The movement of nucleotides and purine and pyrimidine bases across lipid bilayer membranes, mediated by SLC transporters, is annotated as part of the module "transmembrane transport of small molecules".

Metabolic processes in human cells generate energy through the oxidation of molecules consumed in the diet and mediate the synthesis of diverse essential molecules not taken in the diet as well as the inactivation and elimination of toxic ones generated endogenously or present in the extracellular environment. The processes of energy metabolism can be classified into two groups according to whether they involve carbohydrate-derived or lipid-derived molecules, and within each group it is useful to distinguish processes that mediate the breakdown and oxidation of these molecules to yield energy from ones that mediate their synthesis and storage as internal energy reserves. Synthetic reactions are conveniently grouped by the chemical nature of the end products, such as nucleotides, amino acids and related molecules, and porphyrins. Detoxification reactions (biological oxidations) are likewise conveniently classified by the chemical nature of the toxin.

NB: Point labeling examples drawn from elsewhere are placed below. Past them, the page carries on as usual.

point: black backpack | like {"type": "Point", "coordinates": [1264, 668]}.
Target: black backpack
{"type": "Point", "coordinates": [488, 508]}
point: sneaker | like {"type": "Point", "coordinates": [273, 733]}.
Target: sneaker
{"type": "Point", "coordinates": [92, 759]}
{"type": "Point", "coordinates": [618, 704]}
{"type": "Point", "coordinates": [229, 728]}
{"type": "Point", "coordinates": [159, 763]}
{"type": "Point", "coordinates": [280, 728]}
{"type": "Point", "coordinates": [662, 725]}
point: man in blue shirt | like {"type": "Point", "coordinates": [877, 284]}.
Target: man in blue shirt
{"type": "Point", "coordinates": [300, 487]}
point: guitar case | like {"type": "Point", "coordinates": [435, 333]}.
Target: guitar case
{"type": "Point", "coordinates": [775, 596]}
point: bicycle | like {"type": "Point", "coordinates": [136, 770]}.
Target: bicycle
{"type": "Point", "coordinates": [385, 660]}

At the same time, all of these processes are tightly integrated. Intermediates in reactions of energy generation are starting materials for biosyntheses of amino acids and other compounds, broad-specificity oxidoreductase enzymes can be involved in both detoxification reactions and biosyntheses, and hormone-mediated signaling processes function to coordinate the operation of energy-generating and energy-storing reactions and to couple these to other biosynthetic processes.